Gold, Diamond, Mercury - Damages of Illegal Exploitation

Wed, 14 Nov 2012 Source: Cameroon Tribune

Surreptitiousness is the better word to describe what is happening to Cameroon's riches underneath. This concerns particularly minerals such as gold, diamond, mercury among others.

Statistics of what goes into the pockets of illegal exploiters are startling. Experts carelessly put the figure at FCFA 300 billion every year. This represents about 10.7 per cent of the 2012 State budget.
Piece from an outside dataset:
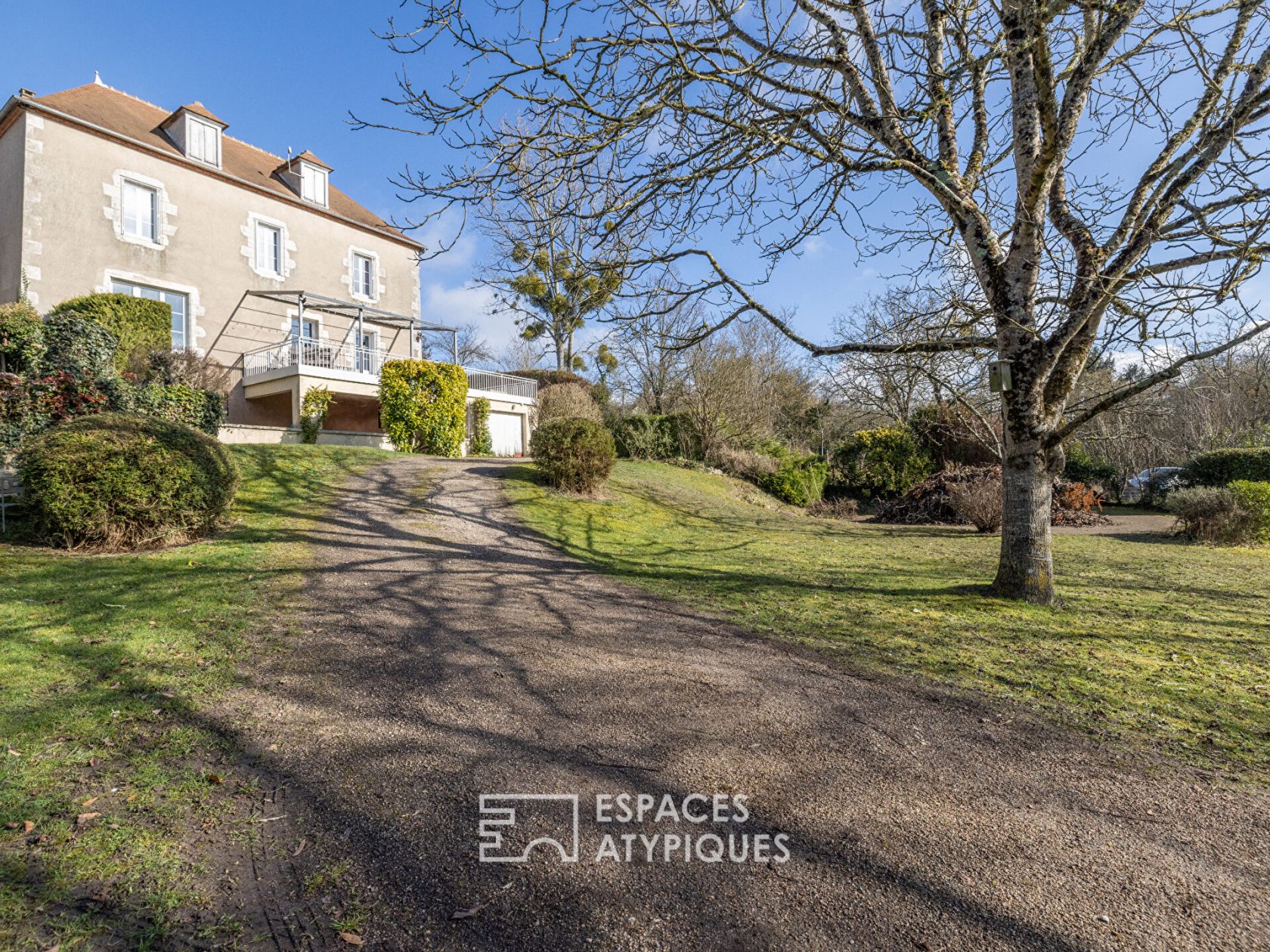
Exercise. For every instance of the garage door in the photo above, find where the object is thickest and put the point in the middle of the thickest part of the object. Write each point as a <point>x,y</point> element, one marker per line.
<point>504,429</point>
This amount could have significantly saved the State from burning its fingers on the Treasury bond arrangement for the financing of the country's projects.
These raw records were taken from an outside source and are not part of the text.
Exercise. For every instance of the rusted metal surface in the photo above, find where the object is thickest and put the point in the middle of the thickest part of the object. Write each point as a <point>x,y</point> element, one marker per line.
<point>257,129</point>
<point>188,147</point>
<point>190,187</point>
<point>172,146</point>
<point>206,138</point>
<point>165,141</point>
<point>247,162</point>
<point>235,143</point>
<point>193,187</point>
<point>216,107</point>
From the look of things, the growing illegal activities surrounding the mining sector is exacerbated by the laxity in implementing the regulations streamlined in the mining code. The hardest hit region where illegal and illicit mineral extraction takes place is the East, South, Adamawa and part of the Centre. The Framework for the Support and Promotion of Small-Scale Mining (CAPAM), an execution agency of the mining sector in the country, has been quite irked by the happenings around this precious natural gift. According to authorities of the agency, about 95 percent of the 200 kilogrammes of gold produced monthly goes into the circuits of fraudsters. In effect, alluvial gold is stealthily extracted from stream gravels accompanied by small quantities of alluvial diamonds in streams which drain cretaceous sandstone and conglomerates.

This activity which has been on for several years has gone almost uninterrupted until the creation of CAPAM. In a bit to contain the effects of the trade, the organisation last year launched "Operation Gold" to ensure that at least 70 per cent of the gold produced monthly from gold mines is channelled into strengthening Cameroon's gold reserves at the Central Bank. How successful this initiative will be is the question on every lip especially when one takes into consideration the historic imprints of this nefarious activity. In Bétaré-Oya alone or better still in the Lom and Djerem Division, considered to be the epicentre of the trade, CAPAM counted 12,000 clandestine miners scattered on 1,500 different sites.

Even as CAPAM is attempting to work out a lasting solution to the problem, the situation remains disturbing. In effect, the 2001 mining code that regulates the sector states inter alia that artisan mining is the preserve of nationals. But today, of the 26 companies operating as artisan miners, 19 of them are foreign and are the most active. Some are even known to sublet their licences to nationals which is why the Minister of Mines, Industries and Technological Development decided to annul of such licenses.

That notwithstanding, it is important to completely reorganise the sector so that it significantly contribute to the country's Gross Domestic Product. That is the big challenge for government and this entails looking for professional miners of industrial level and defining the contours within which well designed contracts will operate.